Le problème cependant n’est pas seulement dans les causes de la chute. Il est aussi dans ce qui a suivi. L’essentiel du débat politique a été structuré par deux thèses plutôt issues du « bagage » idéologique du néoconservatisme américain : la Fin de l’histoire… (Francis Fukuyama) et le Choc des civilisations… (Samuel Huntington). Cela en dit beaucoup sur l’impuissance des progressistes, des communistes et de la gauche en général à redéfinir alors les fondements d’une alternative. Certes, il fallait convoquer le passé et assumer les effets de l’effondrement à l’Est, mais la confrontation sur l’avenir, malgré des aspirations grandissantes, des résistances et des luttes, n’a pas eu la place nécessaire dans la confrontation politique et idéologique. Il faut en sortir, comprendre la portée globale du basculement de novembre 1989, comprendre ce nouvel état du monde et agir pour le transformer. Il n’y a évidemment pas de défi politique plus important que celui-ci.

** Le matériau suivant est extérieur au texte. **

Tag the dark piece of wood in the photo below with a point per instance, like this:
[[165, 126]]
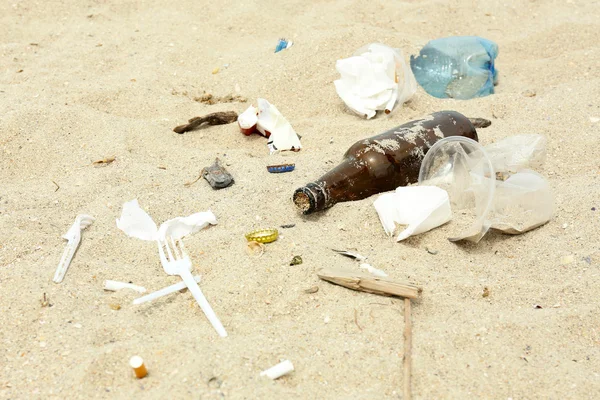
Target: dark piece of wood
[[218, 118]]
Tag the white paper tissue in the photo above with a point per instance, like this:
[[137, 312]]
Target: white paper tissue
[[375, 78], [421, 208], [136, 223]]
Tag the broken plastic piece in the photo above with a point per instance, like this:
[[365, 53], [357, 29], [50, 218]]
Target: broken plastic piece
[[421, 208], [267, 120], [217, 176], [277, 371], [373, 270], [517, 152], [463, 169], [458, 67], [139, 369], [165, 291], [375, 78], [113, 286], [73, 236], [282, 45], [263, 235], [136, 223]]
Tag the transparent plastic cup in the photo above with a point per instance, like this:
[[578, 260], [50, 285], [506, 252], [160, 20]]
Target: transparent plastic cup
[[462, 167]]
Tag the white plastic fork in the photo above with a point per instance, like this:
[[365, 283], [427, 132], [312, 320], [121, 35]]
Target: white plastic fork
[[178, 263]]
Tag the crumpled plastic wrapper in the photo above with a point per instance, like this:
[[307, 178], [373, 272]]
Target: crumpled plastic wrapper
[[421, 208], [136, 223], [375, 78], [267, 119], [493, 187]]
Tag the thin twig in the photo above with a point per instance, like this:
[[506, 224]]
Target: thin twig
[[356, 319], [407, 349], [218, 118]]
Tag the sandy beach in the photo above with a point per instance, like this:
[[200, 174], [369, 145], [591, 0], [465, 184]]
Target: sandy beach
[[84, 81]]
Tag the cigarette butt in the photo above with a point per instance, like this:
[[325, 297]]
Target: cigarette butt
[[139, 369], [283, 368]]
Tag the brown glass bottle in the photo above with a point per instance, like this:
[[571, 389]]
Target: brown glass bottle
[[383, 162]]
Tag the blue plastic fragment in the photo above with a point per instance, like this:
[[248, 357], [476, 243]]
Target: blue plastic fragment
[[282, 45], [276, 169], [458, 67]]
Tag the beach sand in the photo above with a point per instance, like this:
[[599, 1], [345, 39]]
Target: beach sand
[[82, 81]]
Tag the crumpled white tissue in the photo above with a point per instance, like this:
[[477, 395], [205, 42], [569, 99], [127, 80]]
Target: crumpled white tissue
[[422, 208], [136, 223], [271, 123], [375, 78]]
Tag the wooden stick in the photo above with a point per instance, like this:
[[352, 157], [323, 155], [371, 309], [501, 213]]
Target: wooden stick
[[407, 349], [369, 283], [218, 118]]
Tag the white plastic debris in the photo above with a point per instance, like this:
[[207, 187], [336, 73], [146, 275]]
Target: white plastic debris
[[422, 208], [73, 236], [136, 223], [267, 119], [277, 371], [165, 291], [371, 269], [113, 286], [375, 78], [517, 152]]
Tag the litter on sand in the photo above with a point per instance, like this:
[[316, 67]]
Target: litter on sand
[[375, 78], [73, 236], [113, 286], [279, 370]]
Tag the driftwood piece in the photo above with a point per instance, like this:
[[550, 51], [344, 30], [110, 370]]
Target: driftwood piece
[[369, 283], [218, 118], [407, 350]]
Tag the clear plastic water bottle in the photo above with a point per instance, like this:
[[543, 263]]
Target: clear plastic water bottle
[[458, 67]]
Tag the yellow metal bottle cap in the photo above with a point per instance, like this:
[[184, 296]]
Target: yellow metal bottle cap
[[263, 235]]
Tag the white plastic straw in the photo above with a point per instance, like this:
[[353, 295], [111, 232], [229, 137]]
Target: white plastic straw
[[165, 291]]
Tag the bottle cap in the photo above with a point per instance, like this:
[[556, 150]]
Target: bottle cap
[[310, 198], [263, 235], [139, 369]]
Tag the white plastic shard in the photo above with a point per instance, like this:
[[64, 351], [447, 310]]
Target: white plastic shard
[[421, 208], [136, 223], [277, 371], [73, 236], [249, 118], [282, 135], [375, 78], [267, 119], [375, 271], [113, 286], [165, 291]]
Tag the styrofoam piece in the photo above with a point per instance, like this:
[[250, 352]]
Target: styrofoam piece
[[277, 371], [73, 236], [136, 223], [422, 208], [165, 291], [113, 286], [375, 78]]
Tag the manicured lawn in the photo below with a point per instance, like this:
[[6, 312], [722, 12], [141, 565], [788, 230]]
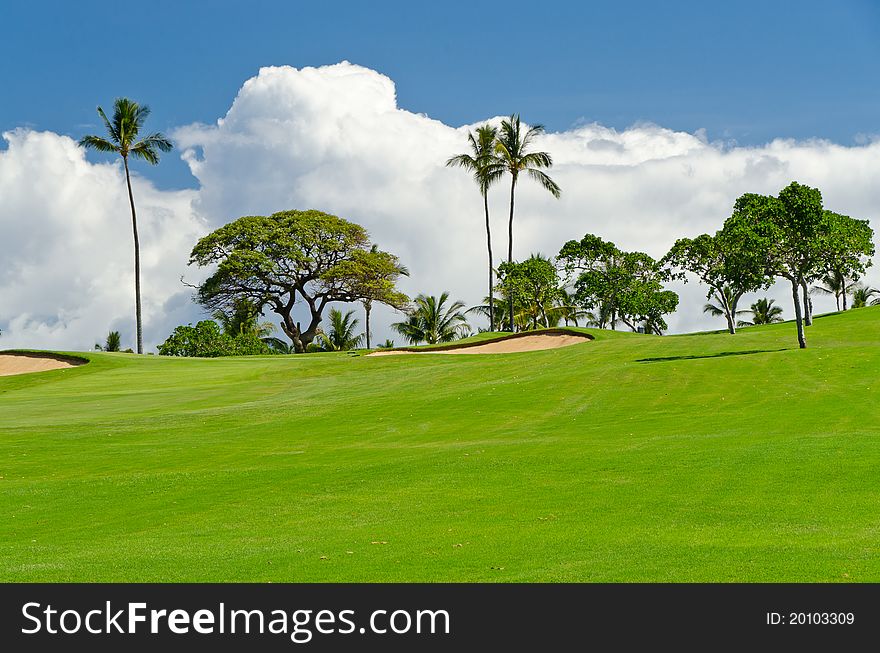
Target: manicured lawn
[[629, 458]]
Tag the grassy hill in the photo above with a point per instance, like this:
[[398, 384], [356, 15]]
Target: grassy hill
[[705, 457]]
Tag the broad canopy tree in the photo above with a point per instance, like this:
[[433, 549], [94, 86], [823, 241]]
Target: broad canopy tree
[[295, 258], [626, 285], [714, 260]]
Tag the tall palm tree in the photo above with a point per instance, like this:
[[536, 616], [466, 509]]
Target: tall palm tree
[[763, 312], [368, 301], [512, 156], [243, 319], [123, 130], [432, 321], [479, 161], [862, 296], [834, 283], [341, 336]]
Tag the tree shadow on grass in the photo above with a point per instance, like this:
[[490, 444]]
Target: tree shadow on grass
[[722, 354]]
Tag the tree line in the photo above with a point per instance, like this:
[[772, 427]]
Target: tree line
[[314, 259]]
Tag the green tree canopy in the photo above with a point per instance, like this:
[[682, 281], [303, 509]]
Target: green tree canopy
[[482, 162], [625, 286], [432, 321], [341, 334], [793, 237], [123, 133], [533, 285], [763, 312], [207, 340], [290, 258], [714, 261], [514, 156]]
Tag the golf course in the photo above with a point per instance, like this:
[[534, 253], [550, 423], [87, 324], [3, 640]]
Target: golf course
[[626, 457]]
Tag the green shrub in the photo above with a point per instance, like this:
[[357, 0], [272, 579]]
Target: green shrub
[[207, 340]]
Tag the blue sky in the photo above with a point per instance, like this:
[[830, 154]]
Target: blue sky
[[748, 71]]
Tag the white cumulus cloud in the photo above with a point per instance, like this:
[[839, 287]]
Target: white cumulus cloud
[[334, 139], [66, 253]]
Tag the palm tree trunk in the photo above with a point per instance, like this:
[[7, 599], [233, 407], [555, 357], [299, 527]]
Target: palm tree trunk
[[489, 245], [808, 304], [137, 262], [729, 312], [510, 247], [367, 307], [802, 341]]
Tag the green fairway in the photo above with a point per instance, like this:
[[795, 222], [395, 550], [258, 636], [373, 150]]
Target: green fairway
[[704, 457]]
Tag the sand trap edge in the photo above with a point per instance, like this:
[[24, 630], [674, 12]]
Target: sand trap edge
[[483, 343]]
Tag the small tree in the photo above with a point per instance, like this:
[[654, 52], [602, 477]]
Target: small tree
[[123, 132], [480, 161], [713, 260], [513, 156], [792, 236], [432, 321], [763, 312], [295, 257], [341, 336], [113, 341], [862, 296], [533, 285], [618, 286]]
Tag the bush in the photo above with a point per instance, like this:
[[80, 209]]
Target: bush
[[206, 340]]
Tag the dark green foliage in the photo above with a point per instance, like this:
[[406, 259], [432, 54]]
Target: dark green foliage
[[862, 296], [533, 285], [792, 236], [341, 335], [123, 130], [207, 340], [618, 285], [432, 321], [292, 257], [113, 341], [481, 161], [513, 156]]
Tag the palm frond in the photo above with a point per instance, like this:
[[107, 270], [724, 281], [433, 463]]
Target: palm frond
[[97, 143], [114, 134], [549, 185]]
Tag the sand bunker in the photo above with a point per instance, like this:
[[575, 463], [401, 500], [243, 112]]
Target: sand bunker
[[24, 363], [509, 345]]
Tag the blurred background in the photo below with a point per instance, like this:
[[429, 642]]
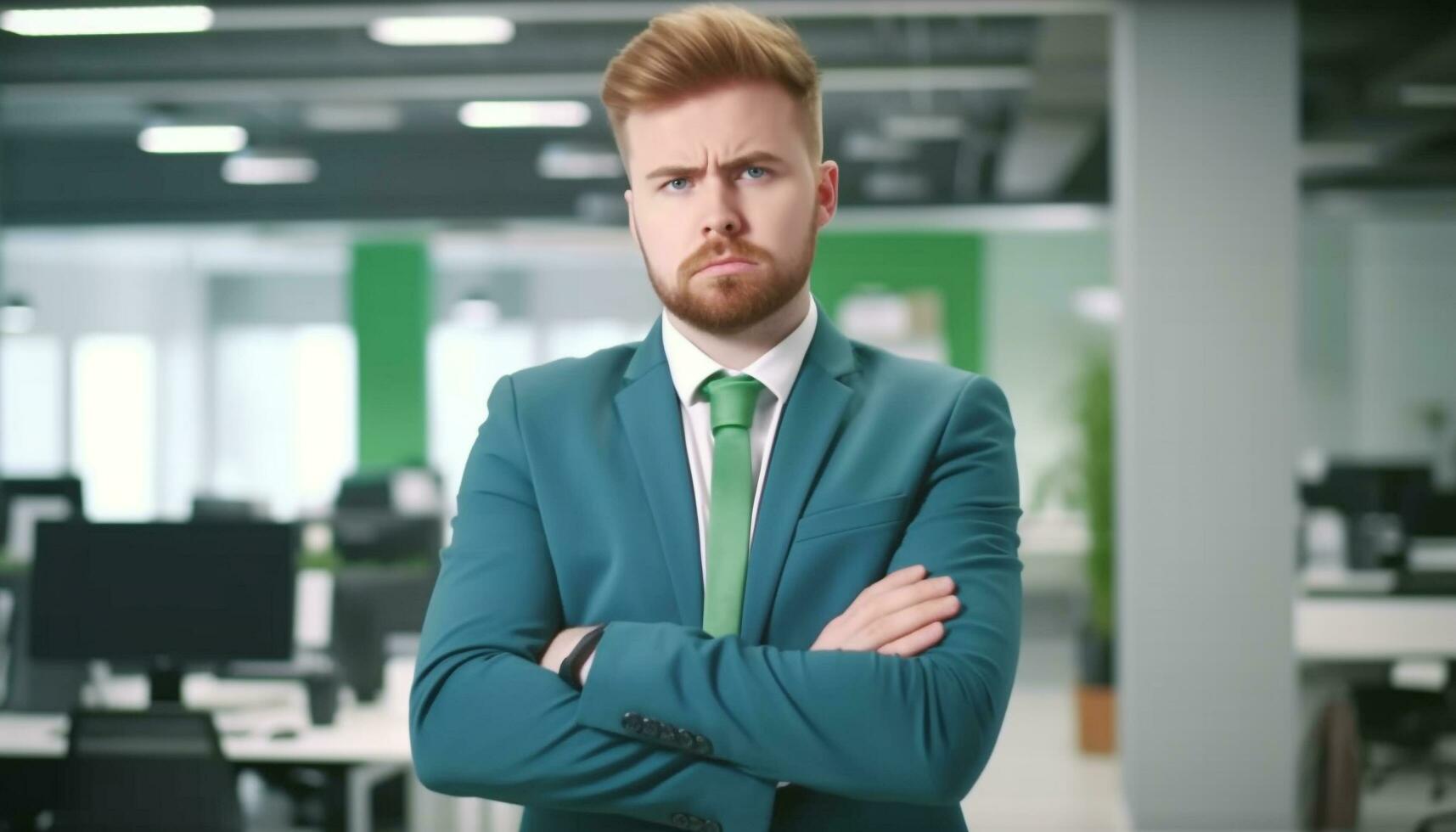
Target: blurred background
[[261, 264]]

Si le « socialisme réel » fut incapable d’assurer les mutations de son temps, on voit aussi que le système capitaliste, qui cherche vainement sa moralisation, sa régulation, sa refondation, sa correction verte, est en crise profonde. Il touche à ses limites. Le néo-impérialisme et les politiques de puissance sont en échec, les tensions, le surarmement et la guerre sont des réalités permanentes, les grands défis sociaux, du développement humain durable, de la démocratie restent sans réponse. L’enjeu du changement de mode de développement et du mode de production devient crucial, au croisement des attentes sociales, des exigences écologiques et du besoin d’une culture nouvelle. Le besoin de révolution et d’un nouvel humanisme pousse avec force et avec lui l’espoir d’un monde plus civilisé.
Tout est lié dans le monde où nous vivons maintenant. L’humanité vit une seule et même histoire. Nous devons savoir penser cette globalité qui est quelque chose comme l’intérêt commun à tous les peuples et l’exigence de responsabilité collective. Non seulement le capitalisme n’a plus d’adversaire extérieur (il est mort avec la chute du mur) mais il est devenu lui-même son pire ennemi. Il a beau se chercher de nouveaux ennemis antagoniques (comme le terrorisme), les problèmes et les adversaires qu’il rencontre, c’est d’abord de lui-même qu’ils procèdent. C’est cela notre force : il n’y a pas d’issue à la crise qui ne soit en même temps la démonstration, en France et dans le monde, de la nécessité d’un dépassement du capitalisme. Il y a vingt ans, celui-ci s’est cru – à tort – exonéré de la grande leçon sur la démocratie et le développement humain que la chute du mur infligeait à tous. À tous les modèles et à tous les modes de gestion. Aujourd’hui, nous sommes devant un immense défi : qui écrira la nouvelle page de l’histoire issue du basculement du monde et de la crise du capitalisme mondialisé ? Les communistes français ont les moyens d’y contribuer, à une condition sine qua non : ne rien oublier mais cultiver l’obsession de l’avenir.